2012-02-27

efficiently panning large documents

2011.9.15: adde/gui/efficiently panning large documents:
. when a window is much smaller than
the document of a network graph,
do you have to keep the whole bit-image in memory?
[9.18:
. the ideal is having a small engine that is
generating a small data set as-needed,
expanding from drawing instructions
into bit maps,
rather than sending expanded pages to off-ram storage;
then again,
speedy solid-state drives are getting common,
and energy is getting precious ... .]

. for saving energy,
a network graph is stored as an image;
for save space and hard drive accesses,
it would be a list of nodes with attributes:
(inout edges, global position, ...).
. a search function given window area
would return any nodes within that region .

. I had this mem-saving scheme for drawing it:
rather than allow panning,
move to birdseye view (zoom out some),
then set your zoom-in box to go there;
the window sized image is kept in memory,
but few or no closups are cached .
. this idea is not that important on a fast computer;
because, you can respond on the fly:

. whichever way the user is panning
find the sections about to be exposed,
and create the images just in time .
. for each section,
you need to know which nodes are in that section,
and then to draw the edges,
you need to know the nodes that connect to
your drawn nodes;
the edge path is a style of line
{linear, Bézier curve, ...}
between the global positions of 2 nodes
which is then mapped across any needed section
but drawn only on currently existing sections
(those expected to be viewed soon).

9.16: edges as objects:
. to help speed things up
by quickly finding per-section edge lists,
you could have an edges list too;
each edge would know:
# the locations of its end-point nodes;
# the points that define how it curves;
# a list of the sections
that the edge's line runs through .

9.16: space walking:
. if you have nodes and edges in 3-d,
then you may want to follow an edge
and see things nearby along the way;
this can be done with some of the previous ideas:
. a line function is a series of global position points,
and for each point you figure the 3-d region,
then you know the nearby regions,
and finally,
you can search the edges list for a region,
to get a list of every edge intersecting that region .

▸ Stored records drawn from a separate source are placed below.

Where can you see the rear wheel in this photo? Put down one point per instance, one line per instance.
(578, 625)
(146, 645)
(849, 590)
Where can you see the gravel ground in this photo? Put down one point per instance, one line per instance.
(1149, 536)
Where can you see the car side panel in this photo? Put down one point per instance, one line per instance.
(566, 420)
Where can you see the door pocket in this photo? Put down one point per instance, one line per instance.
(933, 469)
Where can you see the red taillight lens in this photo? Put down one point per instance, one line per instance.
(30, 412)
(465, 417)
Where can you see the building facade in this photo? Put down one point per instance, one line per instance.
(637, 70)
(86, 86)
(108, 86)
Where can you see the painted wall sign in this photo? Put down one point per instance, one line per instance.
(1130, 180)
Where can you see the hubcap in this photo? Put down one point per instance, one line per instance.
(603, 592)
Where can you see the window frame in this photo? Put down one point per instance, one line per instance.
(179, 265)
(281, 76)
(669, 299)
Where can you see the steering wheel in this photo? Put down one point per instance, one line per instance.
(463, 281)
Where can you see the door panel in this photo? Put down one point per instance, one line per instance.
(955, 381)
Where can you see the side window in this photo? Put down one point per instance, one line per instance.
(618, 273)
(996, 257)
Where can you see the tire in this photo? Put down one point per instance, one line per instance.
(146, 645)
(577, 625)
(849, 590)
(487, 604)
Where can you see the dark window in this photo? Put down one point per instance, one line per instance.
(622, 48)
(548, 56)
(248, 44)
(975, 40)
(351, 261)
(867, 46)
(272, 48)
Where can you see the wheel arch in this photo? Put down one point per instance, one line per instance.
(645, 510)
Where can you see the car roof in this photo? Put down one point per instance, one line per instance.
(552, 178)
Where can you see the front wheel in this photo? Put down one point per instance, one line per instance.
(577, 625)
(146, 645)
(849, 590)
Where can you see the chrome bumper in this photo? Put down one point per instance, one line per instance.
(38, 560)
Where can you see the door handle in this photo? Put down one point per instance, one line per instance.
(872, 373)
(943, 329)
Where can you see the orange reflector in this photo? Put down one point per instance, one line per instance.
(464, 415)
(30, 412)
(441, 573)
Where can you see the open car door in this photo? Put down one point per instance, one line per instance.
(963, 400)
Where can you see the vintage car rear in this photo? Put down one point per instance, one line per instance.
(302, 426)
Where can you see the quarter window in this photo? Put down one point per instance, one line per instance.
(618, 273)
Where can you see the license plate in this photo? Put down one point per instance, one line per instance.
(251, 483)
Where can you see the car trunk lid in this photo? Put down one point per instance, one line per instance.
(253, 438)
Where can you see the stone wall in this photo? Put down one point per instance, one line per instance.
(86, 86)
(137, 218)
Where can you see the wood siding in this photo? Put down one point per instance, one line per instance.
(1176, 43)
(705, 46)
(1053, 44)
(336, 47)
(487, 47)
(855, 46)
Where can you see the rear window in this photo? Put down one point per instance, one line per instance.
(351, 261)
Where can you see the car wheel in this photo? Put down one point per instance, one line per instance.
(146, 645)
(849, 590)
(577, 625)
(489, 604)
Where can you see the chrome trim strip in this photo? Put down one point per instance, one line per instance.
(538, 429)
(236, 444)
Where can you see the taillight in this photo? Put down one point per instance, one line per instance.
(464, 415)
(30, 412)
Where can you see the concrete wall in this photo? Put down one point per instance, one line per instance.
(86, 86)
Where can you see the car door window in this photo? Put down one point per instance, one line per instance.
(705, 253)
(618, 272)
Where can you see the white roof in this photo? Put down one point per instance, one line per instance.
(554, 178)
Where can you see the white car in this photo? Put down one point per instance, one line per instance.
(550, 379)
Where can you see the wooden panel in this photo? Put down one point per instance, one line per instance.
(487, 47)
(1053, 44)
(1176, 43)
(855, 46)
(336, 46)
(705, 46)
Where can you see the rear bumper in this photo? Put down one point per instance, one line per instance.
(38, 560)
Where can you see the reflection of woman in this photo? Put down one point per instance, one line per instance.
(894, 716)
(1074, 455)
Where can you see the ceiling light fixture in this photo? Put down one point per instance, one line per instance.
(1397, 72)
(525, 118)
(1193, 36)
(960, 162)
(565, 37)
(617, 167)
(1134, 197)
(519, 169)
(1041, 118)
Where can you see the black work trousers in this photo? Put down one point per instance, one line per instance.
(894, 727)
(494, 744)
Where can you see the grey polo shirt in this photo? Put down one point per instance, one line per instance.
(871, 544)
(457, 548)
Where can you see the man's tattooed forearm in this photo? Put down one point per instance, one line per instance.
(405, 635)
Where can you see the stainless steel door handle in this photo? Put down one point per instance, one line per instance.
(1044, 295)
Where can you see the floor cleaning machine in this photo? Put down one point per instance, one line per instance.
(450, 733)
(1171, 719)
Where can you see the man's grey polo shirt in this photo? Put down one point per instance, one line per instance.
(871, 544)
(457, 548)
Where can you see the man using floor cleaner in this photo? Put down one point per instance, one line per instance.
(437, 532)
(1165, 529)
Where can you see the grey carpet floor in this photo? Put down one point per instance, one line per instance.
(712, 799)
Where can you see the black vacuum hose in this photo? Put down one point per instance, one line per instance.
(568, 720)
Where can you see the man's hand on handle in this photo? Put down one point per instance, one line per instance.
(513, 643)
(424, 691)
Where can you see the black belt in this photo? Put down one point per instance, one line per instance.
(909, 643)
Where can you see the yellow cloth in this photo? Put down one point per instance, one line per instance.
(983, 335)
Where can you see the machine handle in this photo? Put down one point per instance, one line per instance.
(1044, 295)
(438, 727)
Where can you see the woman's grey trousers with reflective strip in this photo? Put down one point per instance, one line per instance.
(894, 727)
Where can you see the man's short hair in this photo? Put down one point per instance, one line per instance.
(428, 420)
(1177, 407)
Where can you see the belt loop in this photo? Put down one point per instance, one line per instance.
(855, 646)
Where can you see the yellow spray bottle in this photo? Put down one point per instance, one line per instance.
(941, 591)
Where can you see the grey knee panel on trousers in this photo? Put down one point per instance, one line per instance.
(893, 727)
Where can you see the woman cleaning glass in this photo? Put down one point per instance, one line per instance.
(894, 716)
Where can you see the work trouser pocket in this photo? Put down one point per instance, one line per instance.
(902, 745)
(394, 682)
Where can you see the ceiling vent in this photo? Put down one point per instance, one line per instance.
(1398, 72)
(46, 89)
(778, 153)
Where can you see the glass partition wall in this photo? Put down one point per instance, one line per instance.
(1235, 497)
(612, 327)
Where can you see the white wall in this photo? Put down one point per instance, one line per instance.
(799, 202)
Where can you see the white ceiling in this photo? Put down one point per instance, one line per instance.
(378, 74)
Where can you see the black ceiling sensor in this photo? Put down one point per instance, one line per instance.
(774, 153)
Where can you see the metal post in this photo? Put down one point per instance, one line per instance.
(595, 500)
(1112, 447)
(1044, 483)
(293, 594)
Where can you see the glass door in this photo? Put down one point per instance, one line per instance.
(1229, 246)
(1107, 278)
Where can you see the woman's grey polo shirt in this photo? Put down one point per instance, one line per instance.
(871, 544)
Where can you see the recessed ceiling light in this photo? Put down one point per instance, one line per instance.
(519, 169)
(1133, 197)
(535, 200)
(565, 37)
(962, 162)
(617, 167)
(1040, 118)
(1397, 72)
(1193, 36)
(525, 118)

9.16: web.adde/gui/terminology:
. how is the graphics industry using "(sector)?
Portal rendering:
In computer-generated imagery
and real-time 3D computer graphics,
portal rendering is an algorithm
for visibility determination.
For example,
consider a 3D computer game environment,
which may contain many polygons,
only a few of which may be visible on screen
at a given time.
A portal system is based on using
the partitioning of space
to form generalizations about
the visibility of objects within those spaces.
Regions of map space are divided into
polygonal, generally convex, areas called sectors.
Adjacent sectors are linked to one another via
shared dividing polygons termed portals.
Approaches that pre-compute visibility for sectors
are referred to as PVS (potentially visible set) methods.